FORMAT=FORTRAN

This is an Unlabeled text format for input and output which uses FORTRAN I/O descriptors. It’s available on all versions of RATS. It’s available in case other methods for dealing with a poorly-formatted text file are inconvenient. However, we would recommend you look first at importing the file into a spreadsheet program and using its line parsing tools.

RATS Instructions

data(format='Fortran format string')	read series using FORTRAN format
copy(format='Fortran format string')	write series using FORTRAN format
read(format='Fortran format string')	read data using FORTRAN format
write(format='Fortran format string')	write data using FORTRAN format

ORG options are required on DATA and COPY.

Interface Operations

None

Details

FORTRAN format allows you to use the standard FORTRAN I/O formatting codes to indicate the format of the data file. You probably shouldn’t try using it unless you are fairly comfortable with FORTRAN formats (described briefly below), and the other methods above are cumbersome.

With FORTRAN formats you can tell RATS exactly how the data are organized when using DATA or READ, or exactly how you want the data to be formatted when using COPY or WRITE. For example, when used with COPY, FORMAT=FREE uses a very wide field for each number so that it can reasonably handle very different magnitudes. The result is that you can sometimes get a lot of extra digits. This takes up space (so you see fewer numbers at a glance) and masses of digits can be hard to read.

If you are unfamiliar with FORTRAN, a brief description is in order. The basic format elements for real numbers take the forms Fw.d, Ew.d and Gw.d.

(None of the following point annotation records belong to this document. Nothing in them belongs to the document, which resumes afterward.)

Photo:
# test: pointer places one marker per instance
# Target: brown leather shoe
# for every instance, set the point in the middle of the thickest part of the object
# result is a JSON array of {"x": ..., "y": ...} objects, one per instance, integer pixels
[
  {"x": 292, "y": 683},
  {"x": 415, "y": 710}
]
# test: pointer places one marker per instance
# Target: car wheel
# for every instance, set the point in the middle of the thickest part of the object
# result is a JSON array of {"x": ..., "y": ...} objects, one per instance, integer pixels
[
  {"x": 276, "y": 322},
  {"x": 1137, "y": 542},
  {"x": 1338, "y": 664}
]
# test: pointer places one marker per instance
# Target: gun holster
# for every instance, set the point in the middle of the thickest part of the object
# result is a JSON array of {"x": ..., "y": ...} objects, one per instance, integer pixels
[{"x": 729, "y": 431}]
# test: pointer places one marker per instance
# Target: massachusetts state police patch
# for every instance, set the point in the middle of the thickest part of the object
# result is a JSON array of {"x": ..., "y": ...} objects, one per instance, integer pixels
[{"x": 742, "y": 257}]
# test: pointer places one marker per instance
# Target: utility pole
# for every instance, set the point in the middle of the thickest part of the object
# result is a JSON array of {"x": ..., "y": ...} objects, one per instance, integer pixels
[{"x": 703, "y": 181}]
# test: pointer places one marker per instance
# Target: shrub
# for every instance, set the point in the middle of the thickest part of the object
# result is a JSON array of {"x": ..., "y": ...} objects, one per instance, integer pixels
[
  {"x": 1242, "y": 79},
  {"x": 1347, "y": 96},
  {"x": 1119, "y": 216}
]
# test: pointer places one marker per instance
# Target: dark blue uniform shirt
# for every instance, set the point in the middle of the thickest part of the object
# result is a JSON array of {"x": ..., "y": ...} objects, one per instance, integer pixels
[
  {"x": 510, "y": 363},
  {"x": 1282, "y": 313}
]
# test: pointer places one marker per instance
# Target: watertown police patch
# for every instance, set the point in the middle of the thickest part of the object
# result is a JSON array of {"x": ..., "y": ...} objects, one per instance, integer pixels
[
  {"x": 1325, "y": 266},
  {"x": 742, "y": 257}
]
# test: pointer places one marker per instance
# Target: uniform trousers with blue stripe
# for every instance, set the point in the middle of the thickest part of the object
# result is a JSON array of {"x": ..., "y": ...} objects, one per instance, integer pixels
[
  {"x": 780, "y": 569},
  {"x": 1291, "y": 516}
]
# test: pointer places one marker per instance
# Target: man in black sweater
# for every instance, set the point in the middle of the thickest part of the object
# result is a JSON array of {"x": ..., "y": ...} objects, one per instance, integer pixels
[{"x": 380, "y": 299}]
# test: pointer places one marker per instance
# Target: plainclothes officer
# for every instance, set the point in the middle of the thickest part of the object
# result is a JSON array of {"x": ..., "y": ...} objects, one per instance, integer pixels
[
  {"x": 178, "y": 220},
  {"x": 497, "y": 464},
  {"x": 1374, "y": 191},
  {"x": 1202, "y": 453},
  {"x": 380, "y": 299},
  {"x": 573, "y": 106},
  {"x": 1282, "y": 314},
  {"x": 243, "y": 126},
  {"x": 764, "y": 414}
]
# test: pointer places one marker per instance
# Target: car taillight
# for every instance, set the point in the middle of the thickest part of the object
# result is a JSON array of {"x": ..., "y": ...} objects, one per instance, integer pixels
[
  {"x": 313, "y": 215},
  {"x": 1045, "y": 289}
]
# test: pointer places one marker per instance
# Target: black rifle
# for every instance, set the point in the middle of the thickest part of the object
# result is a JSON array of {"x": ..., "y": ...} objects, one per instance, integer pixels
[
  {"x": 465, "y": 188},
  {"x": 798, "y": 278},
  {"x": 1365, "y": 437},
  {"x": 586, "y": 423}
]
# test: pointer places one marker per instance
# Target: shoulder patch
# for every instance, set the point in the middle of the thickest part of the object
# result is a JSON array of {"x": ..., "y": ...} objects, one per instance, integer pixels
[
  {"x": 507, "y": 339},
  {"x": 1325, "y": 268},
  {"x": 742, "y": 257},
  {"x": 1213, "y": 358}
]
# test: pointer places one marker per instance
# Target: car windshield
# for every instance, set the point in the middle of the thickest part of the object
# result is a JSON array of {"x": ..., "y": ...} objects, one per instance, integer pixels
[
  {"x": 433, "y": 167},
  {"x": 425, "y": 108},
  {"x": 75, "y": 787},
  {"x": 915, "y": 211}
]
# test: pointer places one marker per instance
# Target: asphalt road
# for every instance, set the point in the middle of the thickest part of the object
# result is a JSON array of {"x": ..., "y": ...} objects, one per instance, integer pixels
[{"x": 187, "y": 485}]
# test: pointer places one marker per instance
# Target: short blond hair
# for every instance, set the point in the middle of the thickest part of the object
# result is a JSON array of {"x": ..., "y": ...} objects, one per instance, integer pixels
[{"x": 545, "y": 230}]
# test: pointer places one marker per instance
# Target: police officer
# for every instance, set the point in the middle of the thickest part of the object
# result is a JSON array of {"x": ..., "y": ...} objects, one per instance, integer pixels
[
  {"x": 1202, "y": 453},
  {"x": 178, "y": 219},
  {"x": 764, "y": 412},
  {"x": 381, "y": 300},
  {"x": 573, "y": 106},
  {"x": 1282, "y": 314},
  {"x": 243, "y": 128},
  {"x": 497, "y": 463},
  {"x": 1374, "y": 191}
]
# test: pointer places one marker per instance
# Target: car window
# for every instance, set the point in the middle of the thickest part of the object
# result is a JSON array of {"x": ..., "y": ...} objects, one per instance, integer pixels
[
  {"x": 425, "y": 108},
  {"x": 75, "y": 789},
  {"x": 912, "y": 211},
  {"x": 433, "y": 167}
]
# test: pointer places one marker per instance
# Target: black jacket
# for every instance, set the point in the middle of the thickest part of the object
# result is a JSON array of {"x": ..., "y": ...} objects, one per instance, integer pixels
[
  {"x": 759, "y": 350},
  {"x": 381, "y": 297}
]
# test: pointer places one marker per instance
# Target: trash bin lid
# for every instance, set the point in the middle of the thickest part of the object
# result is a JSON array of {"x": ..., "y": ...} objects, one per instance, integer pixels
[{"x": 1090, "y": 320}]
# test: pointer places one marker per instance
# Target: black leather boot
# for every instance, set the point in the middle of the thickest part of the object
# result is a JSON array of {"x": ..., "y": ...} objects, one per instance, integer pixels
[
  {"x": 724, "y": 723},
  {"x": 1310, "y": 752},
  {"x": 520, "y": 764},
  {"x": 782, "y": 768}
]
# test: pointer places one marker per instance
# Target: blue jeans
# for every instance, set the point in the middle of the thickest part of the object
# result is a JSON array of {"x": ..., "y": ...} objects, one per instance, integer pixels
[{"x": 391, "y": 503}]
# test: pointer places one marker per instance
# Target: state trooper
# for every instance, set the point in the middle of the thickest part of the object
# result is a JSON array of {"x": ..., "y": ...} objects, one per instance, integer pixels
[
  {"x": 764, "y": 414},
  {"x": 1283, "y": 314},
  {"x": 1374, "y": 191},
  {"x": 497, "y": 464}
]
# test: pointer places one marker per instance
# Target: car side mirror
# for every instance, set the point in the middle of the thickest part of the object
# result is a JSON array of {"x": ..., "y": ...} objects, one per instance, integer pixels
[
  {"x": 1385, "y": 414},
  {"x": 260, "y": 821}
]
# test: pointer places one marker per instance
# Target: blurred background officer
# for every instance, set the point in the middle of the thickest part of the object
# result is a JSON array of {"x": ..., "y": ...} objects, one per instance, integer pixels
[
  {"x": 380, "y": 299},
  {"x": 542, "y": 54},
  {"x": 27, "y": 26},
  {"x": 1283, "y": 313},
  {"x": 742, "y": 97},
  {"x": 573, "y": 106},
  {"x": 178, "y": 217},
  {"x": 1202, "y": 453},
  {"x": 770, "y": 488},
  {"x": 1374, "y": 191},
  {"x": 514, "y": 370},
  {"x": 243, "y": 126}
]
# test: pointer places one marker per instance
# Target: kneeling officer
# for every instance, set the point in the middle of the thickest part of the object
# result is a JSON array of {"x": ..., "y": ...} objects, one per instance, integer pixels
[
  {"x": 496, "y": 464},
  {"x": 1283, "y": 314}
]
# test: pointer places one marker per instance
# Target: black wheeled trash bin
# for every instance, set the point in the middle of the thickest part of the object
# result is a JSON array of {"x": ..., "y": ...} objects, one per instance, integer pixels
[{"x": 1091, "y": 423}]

RATS (which only simulates FORTRAN I/O) also allows you to use the Iw format for input.

Fw.d	For numbers with a fixed decimal place: a total of w positions (total digits to the left and the right of the decimal) with d digits to the right of the decimal. Very large and very small numbers will not fit an F format. For example, the number 1000000. cannot be printed as F15.8.
Ew.d	For numbers in scientific notation. When writing files, this format is useful because it can handle a number of any magnitude, but it can be difficult to pick out large and small values at a single glance. For example, it takes a bit of work to see that the first of 1.343E-02 and 8.547E-03 is the larger.
Gw.d	This is a mixture of the F and E formats. If a number can reasonably be printed with the F format, that is used. All others (very large and very small) are displayed in the E format.
Iw	For integer numbers. If there is a fractional part to the number, it is ignored.
Aw	This is used (by COPY) only for the date strings. It prints a character string, left justified, in a field of width w.
wX	Indicates w spaces
/	Indicates a skip to the next line

In the description of a line, the fields are separated by commas. You can prefix a field descriptor by a number of repetitions. For instance, F6.2,F6.2,F6.2 can be shortened to 3F6.2.

The FORMAT Option

The DATA, COPY, READ, and WRITE instructions all support the FORTRAN format. The FORMAT option is the same for all four instructions:

FORMAT="( format string )"

Enclose the format string in quotes, for instance, FORMAT="(11X,4F15.7)". The format string must fit on a single line. If you need an extremely long string, you may want to put the string on its own line:

data(org=col,format= $

"(f8.5,2x,f8.4,2x,f8.5,2x,f8.3,2x,f8.5,2x,f8.5)" ) $

1947:1 1979:4 wage interest stocks mortgage charitable misc

With ORG=ROWS

Each entire series is read with the indicated format: below is a RATS instruction and its FORTRAN language equivalent:

data(format="(11x,4f15.7)") 1 100 gnp m1

read(n,1000) (gnp(i),i=1,100)

read(n,1000) (m1(i) ,i=1,100)

1000 format(11x,4f15.7)

If you have blank lines separating the series, you may have to read the first series with one format, then use a format such as (//(11X,4F15.7)) for the remaining series: this particular format will skip two lines before reading a series.

With ORG=COLS

The equivalent of a separate FORTRAN read statement is used for each observation: this is a sample RATS instruction and its FORTRAN equivalent. (You must delete any header lines at the top of the file).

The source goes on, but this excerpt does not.